TERCERO.- No concurren circunstancias que justifiquen la imposición de las costas de este recurso.
Vistos los artículos citados y demás de general y pertinente aplicación.
Fallo
Que debemos estimar y estimamos parcialmente el recurso de apelación formulado por el Ministerio Fiscal y la acusación particular, contra la sentencia de fecha 1 de Febrero de 2010, dictada por el Juzgado Penal nº 1 de Móstoles en el Juicio Oral nº 135-06, revocando la mencionada resolución y dictando otra por la que se condena a José como autor responsable de un delito de homicidio imprudente del artículo 142.1 y 2 del C. Penal a la pena de 1 año de prisión, con inhabilitación especial para el ejercicio del derecho de sufragio pasivo durante el tiempo de la condena y privación del derecho a conducir vehículos a motor y ciclomotores por tiempo de 3 años y abono de costas de la primera instancia.
Contra esta sentencia no cabe recurso alguno.

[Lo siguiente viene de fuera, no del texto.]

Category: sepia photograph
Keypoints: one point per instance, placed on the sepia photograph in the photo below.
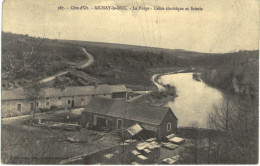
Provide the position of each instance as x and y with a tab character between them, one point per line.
129	82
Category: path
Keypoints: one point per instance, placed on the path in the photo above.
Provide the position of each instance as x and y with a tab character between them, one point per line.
86	64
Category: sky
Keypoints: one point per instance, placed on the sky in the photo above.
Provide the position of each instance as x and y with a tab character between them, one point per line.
222	25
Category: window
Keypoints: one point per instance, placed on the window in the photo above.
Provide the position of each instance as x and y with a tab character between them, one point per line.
19	107
169	126
82	101
119	124
47	101
31	107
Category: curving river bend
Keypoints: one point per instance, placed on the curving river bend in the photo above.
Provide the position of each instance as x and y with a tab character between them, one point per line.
195	99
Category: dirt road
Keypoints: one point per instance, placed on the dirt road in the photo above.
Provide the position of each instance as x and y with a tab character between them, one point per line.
86	64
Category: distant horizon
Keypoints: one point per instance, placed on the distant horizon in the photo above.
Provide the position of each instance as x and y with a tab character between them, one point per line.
181	49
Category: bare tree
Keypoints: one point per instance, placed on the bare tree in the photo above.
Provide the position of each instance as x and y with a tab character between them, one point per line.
33	92
222	116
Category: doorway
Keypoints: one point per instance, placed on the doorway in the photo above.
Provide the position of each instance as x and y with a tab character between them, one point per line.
101	122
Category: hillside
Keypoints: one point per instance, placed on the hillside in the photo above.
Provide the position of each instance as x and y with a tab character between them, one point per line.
116	63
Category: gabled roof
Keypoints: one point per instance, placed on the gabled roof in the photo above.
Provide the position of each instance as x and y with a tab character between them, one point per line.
126	110
68	91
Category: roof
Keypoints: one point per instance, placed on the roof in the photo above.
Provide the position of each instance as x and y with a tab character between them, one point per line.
68	91
132	111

Notifíquese esta resolución a las partes.
Así por esta nuestra sentencia, de la que se llevará testimonio al Rollo de Sala, lo pronunciamos, mandamos y firmamos.
PUBLICACIÓN.- Leída y publicada fue la anterior Sentencia, por el Ilmo. Sr. Magistrado que la dictó, estando celebrando Audiencia Pública, de lo que yo la Secretaria, doy fe.